Thankfully, as a professional athlete, I had access to the Australian Institute of Sport, where I could start my journey into finding research and talking with rehabilitation experts from around the world as they came through town. You might not be a professional athlete, you might just be wanting to get out of pain, but here are the tips I can give you to help you get out of (and stay out of) back pain:
3 Tips for Avoiding and Preventing Back Pain
1) Keep the body moving
No matter what you can or can’t do, find what you can do that is pain-free (both before and after) and keep doing it. Three activities that often don’t irritate the back but help keep blood flow and muscles active in that area are:
- a) Recumbent Cycling (otherwise known as the ‘leaning back’ bike)
- b) Swimming (whatever stroke you’d prefer – the low-gravity pool environment is often heaven on the back muscles)
- c) Gentle mat stretches (knee to chest, rock the knees, all the good old stretches your teacher made you do way back in PE class)
If you’re in motion, the other joints that support the movement and health of the back (the hips and shoulders) won’t also freeze up, which can further hinder your return to health – so find what you can do and do it for 20 minutes a day to get yourself back to back healthy again!
2) Check your surroundings
While it might sound like an airport security PSA, back pain can often be related to a work environment or bed issue.
- a) In bed – Do you sleep on your front? Ever wonder what that might be doing to your side turned neck for eight hours? If you sleep on your side be sure to use a body pillow under your arms and knee so you are supported on your side lying position. Sometimes a new mattress or sleeping position can also help with relief.

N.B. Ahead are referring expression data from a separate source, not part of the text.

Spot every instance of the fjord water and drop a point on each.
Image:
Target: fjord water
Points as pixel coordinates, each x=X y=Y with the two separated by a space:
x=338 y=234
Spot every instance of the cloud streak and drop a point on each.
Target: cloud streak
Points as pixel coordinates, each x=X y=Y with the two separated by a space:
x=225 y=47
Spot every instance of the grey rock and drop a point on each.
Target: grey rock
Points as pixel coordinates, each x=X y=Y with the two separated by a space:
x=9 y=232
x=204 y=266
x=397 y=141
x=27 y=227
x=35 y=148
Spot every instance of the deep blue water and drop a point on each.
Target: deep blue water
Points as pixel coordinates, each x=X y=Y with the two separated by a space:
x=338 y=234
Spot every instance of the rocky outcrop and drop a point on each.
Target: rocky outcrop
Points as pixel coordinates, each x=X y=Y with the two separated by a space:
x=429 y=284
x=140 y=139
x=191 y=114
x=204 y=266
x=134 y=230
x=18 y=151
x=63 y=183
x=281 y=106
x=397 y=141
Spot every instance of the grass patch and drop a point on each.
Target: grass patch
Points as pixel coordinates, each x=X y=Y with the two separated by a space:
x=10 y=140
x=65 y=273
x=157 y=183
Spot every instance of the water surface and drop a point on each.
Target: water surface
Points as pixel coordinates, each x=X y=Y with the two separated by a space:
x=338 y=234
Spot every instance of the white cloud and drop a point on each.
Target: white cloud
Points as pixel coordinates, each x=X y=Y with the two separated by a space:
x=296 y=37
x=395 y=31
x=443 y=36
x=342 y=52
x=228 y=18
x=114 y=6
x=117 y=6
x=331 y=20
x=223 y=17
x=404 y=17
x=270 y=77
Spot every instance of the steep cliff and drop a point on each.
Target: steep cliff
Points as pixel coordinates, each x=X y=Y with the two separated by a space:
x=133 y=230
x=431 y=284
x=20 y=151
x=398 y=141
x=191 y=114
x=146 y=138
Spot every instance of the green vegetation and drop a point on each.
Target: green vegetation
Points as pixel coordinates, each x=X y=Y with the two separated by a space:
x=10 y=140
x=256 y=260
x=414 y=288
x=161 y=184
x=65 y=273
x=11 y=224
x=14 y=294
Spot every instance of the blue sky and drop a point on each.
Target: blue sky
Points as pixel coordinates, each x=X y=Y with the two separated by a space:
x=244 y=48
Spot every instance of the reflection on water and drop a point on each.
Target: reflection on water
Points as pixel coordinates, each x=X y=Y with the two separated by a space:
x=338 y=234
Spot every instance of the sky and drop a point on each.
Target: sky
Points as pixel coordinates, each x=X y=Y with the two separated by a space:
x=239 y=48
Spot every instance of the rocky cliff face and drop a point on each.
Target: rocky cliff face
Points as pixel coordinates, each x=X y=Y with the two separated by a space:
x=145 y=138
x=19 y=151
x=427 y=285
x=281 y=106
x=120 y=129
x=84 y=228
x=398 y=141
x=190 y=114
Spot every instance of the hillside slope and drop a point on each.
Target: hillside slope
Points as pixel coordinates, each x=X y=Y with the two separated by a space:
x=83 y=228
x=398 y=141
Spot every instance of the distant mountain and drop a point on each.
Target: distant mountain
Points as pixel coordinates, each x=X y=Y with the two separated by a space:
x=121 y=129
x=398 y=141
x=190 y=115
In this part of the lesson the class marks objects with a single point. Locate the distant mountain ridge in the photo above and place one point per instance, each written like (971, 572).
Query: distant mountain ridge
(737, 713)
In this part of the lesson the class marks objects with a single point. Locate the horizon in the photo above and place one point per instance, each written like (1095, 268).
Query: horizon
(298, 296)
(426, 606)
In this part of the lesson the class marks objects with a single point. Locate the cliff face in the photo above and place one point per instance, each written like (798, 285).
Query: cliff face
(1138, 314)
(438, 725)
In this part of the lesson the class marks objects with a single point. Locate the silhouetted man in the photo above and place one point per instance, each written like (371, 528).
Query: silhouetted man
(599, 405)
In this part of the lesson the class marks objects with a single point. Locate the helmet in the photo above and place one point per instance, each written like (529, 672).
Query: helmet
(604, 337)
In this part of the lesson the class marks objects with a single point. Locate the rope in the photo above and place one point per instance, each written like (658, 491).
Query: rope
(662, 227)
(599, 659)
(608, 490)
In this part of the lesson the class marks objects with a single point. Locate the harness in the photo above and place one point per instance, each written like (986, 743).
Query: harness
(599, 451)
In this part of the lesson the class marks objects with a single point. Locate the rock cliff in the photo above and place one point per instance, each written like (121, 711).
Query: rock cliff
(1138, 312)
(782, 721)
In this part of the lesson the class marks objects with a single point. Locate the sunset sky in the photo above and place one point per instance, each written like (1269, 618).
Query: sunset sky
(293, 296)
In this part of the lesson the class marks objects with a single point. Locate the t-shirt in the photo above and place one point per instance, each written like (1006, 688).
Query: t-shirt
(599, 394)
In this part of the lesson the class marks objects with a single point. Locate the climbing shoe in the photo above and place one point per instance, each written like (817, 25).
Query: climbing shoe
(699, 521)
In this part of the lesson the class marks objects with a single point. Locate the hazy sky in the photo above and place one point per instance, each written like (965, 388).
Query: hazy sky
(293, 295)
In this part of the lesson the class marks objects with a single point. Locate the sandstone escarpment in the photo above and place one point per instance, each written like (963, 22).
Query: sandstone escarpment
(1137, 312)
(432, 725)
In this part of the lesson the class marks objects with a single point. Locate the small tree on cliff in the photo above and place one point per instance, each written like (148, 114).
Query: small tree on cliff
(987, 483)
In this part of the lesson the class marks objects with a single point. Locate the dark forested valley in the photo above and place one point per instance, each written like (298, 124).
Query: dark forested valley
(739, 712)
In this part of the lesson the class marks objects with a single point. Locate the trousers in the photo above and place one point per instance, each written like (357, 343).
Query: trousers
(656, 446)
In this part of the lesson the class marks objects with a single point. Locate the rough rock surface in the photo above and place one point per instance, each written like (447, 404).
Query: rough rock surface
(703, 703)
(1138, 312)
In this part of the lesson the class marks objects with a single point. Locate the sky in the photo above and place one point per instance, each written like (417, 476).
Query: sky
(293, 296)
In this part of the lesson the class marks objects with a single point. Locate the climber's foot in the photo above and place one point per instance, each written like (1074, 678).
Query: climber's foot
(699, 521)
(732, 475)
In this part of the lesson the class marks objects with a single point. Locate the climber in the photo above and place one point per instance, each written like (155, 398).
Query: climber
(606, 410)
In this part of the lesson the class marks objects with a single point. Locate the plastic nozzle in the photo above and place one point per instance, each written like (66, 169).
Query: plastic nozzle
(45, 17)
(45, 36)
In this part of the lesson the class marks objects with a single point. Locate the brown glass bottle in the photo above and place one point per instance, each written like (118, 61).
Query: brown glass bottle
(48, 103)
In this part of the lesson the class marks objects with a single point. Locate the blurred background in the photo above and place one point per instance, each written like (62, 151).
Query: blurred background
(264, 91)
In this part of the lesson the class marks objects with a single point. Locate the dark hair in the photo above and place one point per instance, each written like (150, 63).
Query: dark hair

- b) At work – I’ve had more than a few clients report back pain following the purchase of a new chair or changing offices. Take a look at the correct ergonomic position you should be in and set up your screen and chair so you are in a better position. Sometimes the creative use of a phone book for your screen or under your feet can help. Every little bit counts when you’re spending more than a third of your day in one position. Of course, every chance you get, move around. Standing still is the backs worst enemy!
3) Check yourself before you wreck yourself!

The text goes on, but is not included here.